Table 2: Candidate rules for legitimate use of AI. See this appendix for further discussion of rules to prevent AI-enabled coups.

It's likely challenging to design and implement many of these rules in practice. For example, it’s not clear how AI systems should interpret laws in ambiguous situations where different parties make contradictory claims. Additionally, there may be coup-enabling actions that aren't technically illegal and need to be prohibited separately (like inserting secret loyalties). Furthermore, overly cautious rules could impose large productivity costs, making them harder to implement and easier for power-seeking actors to remove.

It's therefore essential to start developing these rules now. This work should include:

Developing principles that reduce coup risk in the abstract.
Translating these principles into specific contexts like model specs and contracts.
Advocating for and implementing these principles in practice.

5.2 Technical measures to enforce these rules

Above, we talked about rules that would be good to implement. Now we will discuss technical measures to enforce these rules.

Some of these rules will be implemented in contracts or laws, and their enforcement will be non-technical. To technically enforce rules which are part of a model spec, we recommend the following measures:

Robust guardrails to ensure AI systems comply with the model spec
Alignment audits to detect secret loyalties
Strong infosecurity to prevent unauthorised access to guardrail-free models and to prevent people inserting secretly loyalties
System-level stress-testing, to check that all these protective measures are robust

How different preventative measures block three different ways to circumvent the model spec.

These technical measures would make model specs significantly harder to circumvent. Though a power-seeking leader could remove them, doing so becomes increasingly costly the more that measures are established, well-justified, and designed to minimise productivity costs.

Robust guardrails

AI projects currently use refusals training and monitoring to ensure AI models follow the model spec and don’t assist with harmful requests. These same techniques should be applied to prevent AI models from assisting with coups.

To ensure that these guardrails are robust, AI projects should carefully measure and continuously improve the extent to which AI systems comply with model specs. Achieving a high rate of compliance and reliably preventing coups may be difficult for several reasons:

Firstly, the model spec might fail to prohibit coups in some contexts. Models should be tested in a very wide range of scenarios to check for edge cases where they would assist with a coup, and model specs should be iterated on accordingly. This red-teaming should be done by multiple independent groups.
Secondly, a model might assist with a coup because the guardrails themselves are poorly implemented. Red-teaming would expose poor implementation and enable iteration.
Thirdly, guardrails may fail to prevent a coup because it is fundamentally difficult to make AI systems adversarially robust, as is the case today. If red-teaming reveals that this is the case, then AI systems should be deployed more cautiously.⁸⁴

In addition, it may be difficult for AI models to recognise coup-related misuse in a single session. Some coup-related misuse is continuous with perfectly legal activities (like lobbying), and defensive uses of AI may look very similar to offensive uses (for example, finding cyber vulnerabilities is a precursor to patching them). Some patterns of misuse might only become apparent over many sessions of usage.

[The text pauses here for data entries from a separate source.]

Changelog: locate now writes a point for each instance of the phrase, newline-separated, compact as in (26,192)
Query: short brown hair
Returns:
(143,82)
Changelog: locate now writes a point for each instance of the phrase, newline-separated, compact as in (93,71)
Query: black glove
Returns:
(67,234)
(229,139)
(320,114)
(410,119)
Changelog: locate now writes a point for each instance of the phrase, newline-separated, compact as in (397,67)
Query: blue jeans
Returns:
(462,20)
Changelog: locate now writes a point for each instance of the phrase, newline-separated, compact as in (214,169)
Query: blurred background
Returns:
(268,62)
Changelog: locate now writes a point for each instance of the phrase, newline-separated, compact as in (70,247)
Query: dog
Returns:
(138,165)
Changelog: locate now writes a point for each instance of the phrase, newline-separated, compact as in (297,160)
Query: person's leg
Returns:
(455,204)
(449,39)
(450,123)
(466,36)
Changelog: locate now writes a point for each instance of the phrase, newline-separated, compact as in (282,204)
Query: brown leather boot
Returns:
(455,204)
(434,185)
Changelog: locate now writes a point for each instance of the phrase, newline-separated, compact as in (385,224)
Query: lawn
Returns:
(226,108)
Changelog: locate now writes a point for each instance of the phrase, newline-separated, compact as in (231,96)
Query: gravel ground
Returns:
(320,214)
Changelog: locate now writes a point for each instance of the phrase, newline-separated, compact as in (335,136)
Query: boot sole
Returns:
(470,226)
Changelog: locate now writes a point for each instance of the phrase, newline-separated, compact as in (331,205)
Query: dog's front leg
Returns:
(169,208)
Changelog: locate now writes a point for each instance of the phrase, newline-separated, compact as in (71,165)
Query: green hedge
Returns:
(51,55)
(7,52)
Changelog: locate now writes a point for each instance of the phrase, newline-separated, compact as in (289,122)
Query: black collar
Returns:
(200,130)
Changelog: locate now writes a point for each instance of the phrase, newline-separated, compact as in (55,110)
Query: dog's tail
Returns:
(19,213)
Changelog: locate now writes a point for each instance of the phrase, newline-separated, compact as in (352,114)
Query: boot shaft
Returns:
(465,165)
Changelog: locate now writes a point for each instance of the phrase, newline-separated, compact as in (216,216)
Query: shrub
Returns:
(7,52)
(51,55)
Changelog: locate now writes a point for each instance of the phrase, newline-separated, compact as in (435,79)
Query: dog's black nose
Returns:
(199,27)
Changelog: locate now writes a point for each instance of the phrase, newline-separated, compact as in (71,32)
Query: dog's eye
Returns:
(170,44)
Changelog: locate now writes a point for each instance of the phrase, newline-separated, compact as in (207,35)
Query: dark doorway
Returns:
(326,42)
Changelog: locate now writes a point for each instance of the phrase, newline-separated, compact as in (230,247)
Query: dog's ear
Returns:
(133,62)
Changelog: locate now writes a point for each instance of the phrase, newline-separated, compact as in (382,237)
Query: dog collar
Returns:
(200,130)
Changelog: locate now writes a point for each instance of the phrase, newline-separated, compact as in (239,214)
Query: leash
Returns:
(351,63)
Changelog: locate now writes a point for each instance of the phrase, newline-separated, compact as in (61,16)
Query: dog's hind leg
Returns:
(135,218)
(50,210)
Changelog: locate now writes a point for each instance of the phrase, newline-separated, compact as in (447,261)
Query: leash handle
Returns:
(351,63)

Given these challenges, asynchronous logging and review should be used in addition to refusals and real-time monitoring to ensure AI models don’t assist with coups. AI projects should systematically log and then review patterns of activity, along with context about the users’ role and duties, to detect problematic use.⁸⁵

Alignment audits

Even if guardrails appear successful and a model seems to robustly follow the model spec, it may have been deliberately trained to give this impression while still harboring secret loyalties. So it is important that models also undergo an “alignment audit” to check for secret loyalties.

An alignment audit is an investigation into whether models have hidden objectives.⁸⁶

To develop effective alignment audits, we need more research into how to detect secret loyalties, building on the work of Marks et al (2025). This research should be shared with auditors, so that they are at the cutting edge of detection research.

And to effectively implement alignment audits, AI projects should grant auditors comprehensive access to model internals and training data.⁸⁷ Ideally they should also grant access to the code for the training algorithms, the code used to generate the training data, the detailed commit-history that was used to construct this code, and logs of additional relevant information.⁸⁸ This is important because the insertion of secret loyalties may require very specific techniques that would be significantly easier to detect for someone with access to full details about the code and data.

Alignment audits should ideally be conducted by independent third-party auditors to minimise conflicts of interest.⁸⁹ If AI companies refuse to give full access to external auditors, then internal teams could run audits with greater access, and external auditors with more limited access.⁹⁰

Infosecurity

Alignment audits help detect secret loyalties. AI projects should also implement strong infosecurity to make secret loyalties harder to insert in the first place, as well as to prevent unauthorised access to guardrail-free models.⁹¹

The most significant threat comes from insiders, especially senior executives within AI projects who might have or demand permissions that they could use to access guardrail free models or insert secret loyalties. Security measures must therefore be robust to even the most senior insiders. There is also a risk that foreign adversaries could hack into systems to insert secret loyalties.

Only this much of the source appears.